The critics of Ronald Reagan argued that his neoliberal policies were responsible for the same, which led to the stagnation of wage rates over a few decades.
3. Level of Poverty
The percentage of the population below the poverty line increased from 13% in 1980 to 15.2% in 1983; then it again fell to 13% in 1988. Homelessness was a notable problem during the first term of Ronald Reagan.
As Ronald Reagan said to David Brinkley, the homeless people make their own choice to stay on the streets, and according to him, there were enough shelters in the city for their stay of these homeless people.
4. Income tax and Payroll tax levels: The federal receipts of the fiscal year increased from $599 billion to $991 billion, whereas, the federal outlay of the fiscal year drastically increased.
During the two presidential terms of Ronald Reagan, and 1993, an increased share of income taxes was paid by the top 10% of taxpayers to the Federal government, while the 50% of lowest taxpayers paid a reduced share of income tax revenue.
And it was according to the report of the Joint Economic Committee of the United States Congress in 1996.
Criticism and Validation of Voodoo Economics
- Mostly everyone criticized George H.W. Bush for characterizing Ronald Reagan's (his then political rival) political policies as "voodoo economics". His spiteful words were viewed by many as ways to discredit Reagan as he ran against him in the Republican primary.
- According to the general belief, motivating the wealthy people would enhance expenditure and increase confidence among the lower class people as their salaries grew and the economy was brought out of recession.
- It was also believed that less government expenditure would help in boosting the financial industry.
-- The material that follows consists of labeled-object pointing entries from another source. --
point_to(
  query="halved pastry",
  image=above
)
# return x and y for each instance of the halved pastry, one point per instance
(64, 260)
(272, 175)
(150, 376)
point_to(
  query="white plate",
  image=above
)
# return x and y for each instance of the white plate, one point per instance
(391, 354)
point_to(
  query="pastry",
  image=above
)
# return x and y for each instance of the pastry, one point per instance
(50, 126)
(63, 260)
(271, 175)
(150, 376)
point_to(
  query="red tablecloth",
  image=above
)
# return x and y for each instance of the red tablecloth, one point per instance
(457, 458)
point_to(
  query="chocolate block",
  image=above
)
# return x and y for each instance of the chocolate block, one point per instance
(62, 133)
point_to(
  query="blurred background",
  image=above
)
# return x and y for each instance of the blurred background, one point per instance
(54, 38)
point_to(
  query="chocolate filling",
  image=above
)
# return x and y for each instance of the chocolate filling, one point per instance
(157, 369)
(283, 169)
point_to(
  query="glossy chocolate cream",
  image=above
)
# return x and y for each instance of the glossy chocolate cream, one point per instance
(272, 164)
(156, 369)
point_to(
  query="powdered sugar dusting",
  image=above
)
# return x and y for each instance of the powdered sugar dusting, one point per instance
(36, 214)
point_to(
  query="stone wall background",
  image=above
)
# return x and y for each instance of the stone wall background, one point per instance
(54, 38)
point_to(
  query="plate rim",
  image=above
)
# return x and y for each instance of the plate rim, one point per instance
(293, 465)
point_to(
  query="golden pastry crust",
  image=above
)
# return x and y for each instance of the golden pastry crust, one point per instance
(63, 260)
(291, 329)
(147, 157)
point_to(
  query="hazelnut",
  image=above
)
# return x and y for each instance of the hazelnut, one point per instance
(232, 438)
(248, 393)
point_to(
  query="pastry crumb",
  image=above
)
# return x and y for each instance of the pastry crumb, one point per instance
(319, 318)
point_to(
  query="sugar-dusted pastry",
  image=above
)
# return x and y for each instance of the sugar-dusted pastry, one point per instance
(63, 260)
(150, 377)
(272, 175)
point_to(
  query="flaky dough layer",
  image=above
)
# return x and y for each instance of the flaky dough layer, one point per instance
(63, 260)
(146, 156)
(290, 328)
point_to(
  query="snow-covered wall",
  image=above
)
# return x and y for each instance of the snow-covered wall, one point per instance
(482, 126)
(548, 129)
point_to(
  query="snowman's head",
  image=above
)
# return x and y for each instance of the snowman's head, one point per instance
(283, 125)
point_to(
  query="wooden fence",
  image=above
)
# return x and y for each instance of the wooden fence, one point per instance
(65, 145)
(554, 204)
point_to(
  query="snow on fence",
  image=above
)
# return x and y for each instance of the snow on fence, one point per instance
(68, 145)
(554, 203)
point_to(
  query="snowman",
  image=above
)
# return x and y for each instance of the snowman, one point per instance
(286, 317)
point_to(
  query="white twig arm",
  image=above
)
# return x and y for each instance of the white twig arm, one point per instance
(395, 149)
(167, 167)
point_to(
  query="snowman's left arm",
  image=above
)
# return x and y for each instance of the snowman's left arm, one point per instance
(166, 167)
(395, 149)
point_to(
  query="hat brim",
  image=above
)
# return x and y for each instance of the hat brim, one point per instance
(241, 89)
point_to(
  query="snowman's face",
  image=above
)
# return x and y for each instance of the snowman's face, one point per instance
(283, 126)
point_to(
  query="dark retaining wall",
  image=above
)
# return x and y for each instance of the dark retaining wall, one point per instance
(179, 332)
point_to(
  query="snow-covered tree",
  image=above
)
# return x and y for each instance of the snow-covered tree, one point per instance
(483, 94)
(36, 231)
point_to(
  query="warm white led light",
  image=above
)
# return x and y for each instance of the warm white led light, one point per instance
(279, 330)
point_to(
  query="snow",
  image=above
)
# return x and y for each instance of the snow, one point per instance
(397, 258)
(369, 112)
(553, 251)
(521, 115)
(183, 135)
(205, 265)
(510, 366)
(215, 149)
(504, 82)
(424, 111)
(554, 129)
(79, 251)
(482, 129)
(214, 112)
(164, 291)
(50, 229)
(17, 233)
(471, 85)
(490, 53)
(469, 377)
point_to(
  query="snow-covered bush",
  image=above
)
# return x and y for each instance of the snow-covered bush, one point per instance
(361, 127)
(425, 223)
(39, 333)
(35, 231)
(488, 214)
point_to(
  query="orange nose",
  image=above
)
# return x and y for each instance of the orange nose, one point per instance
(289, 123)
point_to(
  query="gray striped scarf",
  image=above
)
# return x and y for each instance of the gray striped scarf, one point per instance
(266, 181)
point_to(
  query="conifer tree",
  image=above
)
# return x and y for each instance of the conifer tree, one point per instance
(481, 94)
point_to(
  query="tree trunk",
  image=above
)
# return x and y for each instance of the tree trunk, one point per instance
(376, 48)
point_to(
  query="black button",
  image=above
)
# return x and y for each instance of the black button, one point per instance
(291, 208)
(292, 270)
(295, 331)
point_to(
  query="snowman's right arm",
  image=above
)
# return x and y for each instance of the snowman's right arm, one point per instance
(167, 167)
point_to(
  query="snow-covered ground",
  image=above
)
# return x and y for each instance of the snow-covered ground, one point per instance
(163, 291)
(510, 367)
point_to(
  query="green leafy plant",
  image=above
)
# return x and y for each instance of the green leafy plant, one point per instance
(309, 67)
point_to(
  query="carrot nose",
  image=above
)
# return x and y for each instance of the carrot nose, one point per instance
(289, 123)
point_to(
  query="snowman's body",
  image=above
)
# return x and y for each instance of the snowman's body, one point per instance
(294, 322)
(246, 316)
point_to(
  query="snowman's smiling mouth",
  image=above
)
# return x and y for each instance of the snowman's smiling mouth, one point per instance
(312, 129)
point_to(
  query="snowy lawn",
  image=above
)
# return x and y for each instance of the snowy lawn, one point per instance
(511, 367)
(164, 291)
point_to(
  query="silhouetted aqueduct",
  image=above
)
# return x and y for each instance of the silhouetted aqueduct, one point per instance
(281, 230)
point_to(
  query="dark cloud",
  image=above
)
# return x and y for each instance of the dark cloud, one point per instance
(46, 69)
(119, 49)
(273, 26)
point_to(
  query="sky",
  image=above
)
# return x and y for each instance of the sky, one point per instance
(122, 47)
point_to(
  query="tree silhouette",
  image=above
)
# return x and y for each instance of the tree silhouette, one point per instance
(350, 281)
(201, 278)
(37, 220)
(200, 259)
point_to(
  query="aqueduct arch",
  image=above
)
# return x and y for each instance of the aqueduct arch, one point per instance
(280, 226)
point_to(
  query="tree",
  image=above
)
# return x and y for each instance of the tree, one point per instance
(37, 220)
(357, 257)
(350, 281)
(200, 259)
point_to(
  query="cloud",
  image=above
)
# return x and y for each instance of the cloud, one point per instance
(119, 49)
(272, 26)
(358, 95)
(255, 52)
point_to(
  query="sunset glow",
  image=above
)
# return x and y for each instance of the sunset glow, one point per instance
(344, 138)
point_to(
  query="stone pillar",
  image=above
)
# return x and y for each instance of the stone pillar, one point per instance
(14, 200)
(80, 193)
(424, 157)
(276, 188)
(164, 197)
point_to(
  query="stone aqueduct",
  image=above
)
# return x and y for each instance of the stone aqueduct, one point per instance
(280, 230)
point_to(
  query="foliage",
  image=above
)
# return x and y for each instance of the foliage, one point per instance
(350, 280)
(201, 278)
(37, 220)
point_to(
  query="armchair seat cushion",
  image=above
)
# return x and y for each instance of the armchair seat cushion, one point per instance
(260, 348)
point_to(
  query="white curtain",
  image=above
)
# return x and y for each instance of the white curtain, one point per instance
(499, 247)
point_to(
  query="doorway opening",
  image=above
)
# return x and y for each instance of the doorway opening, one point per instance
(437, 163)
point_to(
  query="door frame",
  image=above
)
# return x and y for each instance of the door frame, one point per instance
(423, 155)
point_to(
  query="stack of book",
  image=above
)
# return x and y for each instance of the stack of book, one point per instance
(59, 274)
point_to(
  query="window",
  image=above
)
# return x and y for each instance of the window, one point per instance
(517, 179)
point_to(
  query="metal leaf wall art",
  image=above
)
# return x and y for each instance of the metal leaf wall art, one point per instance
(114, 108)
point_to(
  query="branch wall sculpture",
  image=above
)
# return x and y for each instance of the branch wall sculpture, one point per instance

Though all the expectations did not hit the mark, some were extremely fruitful, giving the needed boost to society and the economy.
- During the first two terms of Reagan's presidency, there was a decrease in the rate of unemployment, the rate of income rose, and inflation was under control.
- The growth of jobs under the presidential term of Reagan averaged 168,000 per month, while it was 216,000 for Carter per month, 55,000 for H.W. Bush per month, and 239,000 for Clinton per month.
- Many criticisms of Ronald Reagan's policies were validated. His policies contributed to the doubling of the national debt due to the increase in military and national expenditure.
- There was an expectation that the decreased taxes on wealthy people of society and business would result in increased expenditure on their parts of services and goods, but that also failed to succeed.
- Due to the high rate of inflation, there was a decline in wages. The critics of Ronald Reagan argued that his neoliberal policies were responsible for the same, which led to the stagnation of wages over a few decades.
- The percentage of the population below the poverty line increased from 13% in 1980 to 15.2% in 1983, then it again fell to 13% in 1988. Homelessness was a notable problem during the first term of Ronald Reagan.
It reduced taxes on businesses and individuals, as well as reduced domestic social programs and government regulations.
It aimed to reduce business costs by reducing taxes, relaxing regulations and price controls, and reducing domestic programs. Inflation can also be sought by tightening the circulation of money.
The four main pillars were deregulation, tax cuts, inflation reduction, and cuts to social spending.
There is no actual record of Reagan using the phrase "trickle-down," while his economic philosophies were closely aligned with business-friendly policies that would benefit the entire economy.
By reducing the taxes, Reagan hoped that it would "trickle down" to the rest of the economy in the form of increased unemployment and business activity.
While many economists remain divided on the various ideas of Trickle Down Economics, on the contrary, according to economic studies, tax cuts by Reagan, tend to increase economic inequality rather than reduce it.